Malam itu, Angelin tak bisa tidur. Pikirannya dipenuhi oleh bayangan dari cermin, lautan yang berkilauan, dan sosok pria misterius yang terus memanggilnya. Semakin ia memikirkannya, semakin kuat pula dorongan dalam dirinya untuk kembali ke laut, ke tempat di mana segalanya dimulai. Namun, di sisi lain, ketakutan mulai merayap dalam dirinya. Bagaimana jika ia tidak siap? Bagaimana jika kekuatan yang tersembunyi di bawah laut itu terlalu besar untuk dihadapi?

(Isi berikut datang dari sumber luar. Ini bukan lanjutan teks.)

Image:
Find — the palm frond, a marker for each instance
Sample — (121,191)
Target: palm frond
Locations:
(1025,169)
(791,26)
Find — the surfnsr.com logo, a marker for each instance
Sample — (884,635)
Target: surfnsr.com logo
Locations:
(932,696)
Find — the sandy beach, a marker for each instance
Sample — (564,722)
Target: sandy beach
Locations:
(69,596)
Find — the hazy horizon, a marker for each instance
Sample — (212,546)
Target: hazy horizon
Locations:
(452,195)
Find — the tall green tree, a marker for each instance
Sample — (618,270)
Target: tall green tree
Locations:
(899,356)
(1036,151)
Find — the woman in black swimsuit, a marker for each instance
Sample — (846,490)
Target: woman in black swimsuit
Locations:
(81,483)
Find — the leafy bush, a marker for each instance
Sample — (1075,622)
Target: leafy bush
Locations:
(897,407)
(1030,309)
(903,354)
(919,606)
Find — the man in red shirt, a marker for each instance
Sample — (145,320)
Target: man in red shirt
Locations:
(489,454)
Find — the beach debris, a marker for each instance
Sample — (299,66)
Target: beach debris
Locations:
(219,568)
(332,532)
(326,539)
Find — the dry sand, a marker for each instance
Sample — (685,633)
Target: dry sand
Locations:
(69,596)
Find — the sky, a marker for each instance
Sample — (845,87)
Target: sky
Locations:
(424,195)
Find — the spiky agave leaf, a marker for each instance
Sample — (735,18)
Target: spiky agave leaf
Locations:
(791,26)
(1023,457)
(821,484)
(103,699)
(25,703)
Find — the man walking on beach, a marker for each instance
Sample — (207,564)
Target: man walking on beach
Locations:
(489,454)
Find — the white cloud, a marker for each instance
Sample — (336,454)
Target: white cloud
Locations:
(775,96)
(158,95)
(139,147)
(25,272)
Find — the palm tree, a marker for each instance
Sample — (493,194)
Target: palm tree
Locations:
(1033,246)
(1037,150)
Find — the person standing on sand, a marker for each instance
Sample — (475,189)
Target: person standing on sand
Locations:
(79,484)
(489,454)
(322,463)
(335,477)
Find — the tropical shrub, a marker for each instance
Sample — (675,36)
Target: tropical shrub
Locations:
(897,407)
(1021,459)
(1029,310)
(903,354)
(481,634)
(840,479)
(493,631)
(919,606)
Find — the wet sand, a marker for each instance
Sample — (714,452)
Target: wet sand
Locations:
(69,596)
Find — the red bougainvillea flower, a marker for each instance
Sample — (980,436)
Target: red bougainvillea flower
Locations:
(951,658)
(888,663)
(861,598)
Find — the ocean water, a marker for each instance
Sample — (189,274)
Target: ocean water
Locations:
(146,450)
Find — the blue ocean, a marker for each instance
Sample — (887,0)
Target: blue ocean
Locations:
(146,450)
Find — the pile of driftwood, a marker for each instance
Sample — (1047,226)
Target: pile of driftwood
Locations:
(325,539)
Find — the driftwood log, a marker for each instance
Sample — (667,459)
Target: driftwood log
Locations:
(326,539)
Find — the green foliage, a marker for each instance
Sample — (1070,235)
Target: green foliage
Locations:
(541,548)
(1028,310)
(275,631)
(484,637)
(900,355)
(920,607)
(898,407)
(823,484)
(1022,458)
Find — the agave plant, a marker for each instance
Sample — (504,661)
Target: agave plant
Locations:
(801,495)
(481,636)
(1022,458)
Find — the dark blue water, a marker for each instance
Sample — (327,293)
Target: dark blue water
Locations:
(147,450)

Pagi harinya, Angelin mengambil keputusan. Ia akan pergi ke laut, ke tempat di mana mimpinya selalu membawa dirinya. Ia tidak bisa menunggu lebih lama lagi. Ada sesuatu yang menunggunya di sana, dan ia harus mengetahuinya.
Ketika ia bertemu dengan Sagara di taman sekolah, ia langsung berkata, "Aku akan pergi ke sana. Ke laut. Malam ini."
Sagara mengangguk pelan, seolah sudah menebak keputusan itu. "Aku akan bersamamu," katanya tanpa ragu. "Kau tidak bisa melakukannya sendiri. Lautan menyimpan banyak rahasia, dan tidak semua rahasia itu ramah."
Malam itu, Angelin dan Sagara meninggalkan kota kecil mereka, berjalan menuju pantai yang terletak tidak terlalu jauh. Langit malam dipenuhi bintang-bintang, dan angin laut yang lembut membelai kulit mereka. Namun, suasana malam itu terasa tegang, seolah-olah lautan mengetahui bahwa sesuatu yang penting akan terjadi.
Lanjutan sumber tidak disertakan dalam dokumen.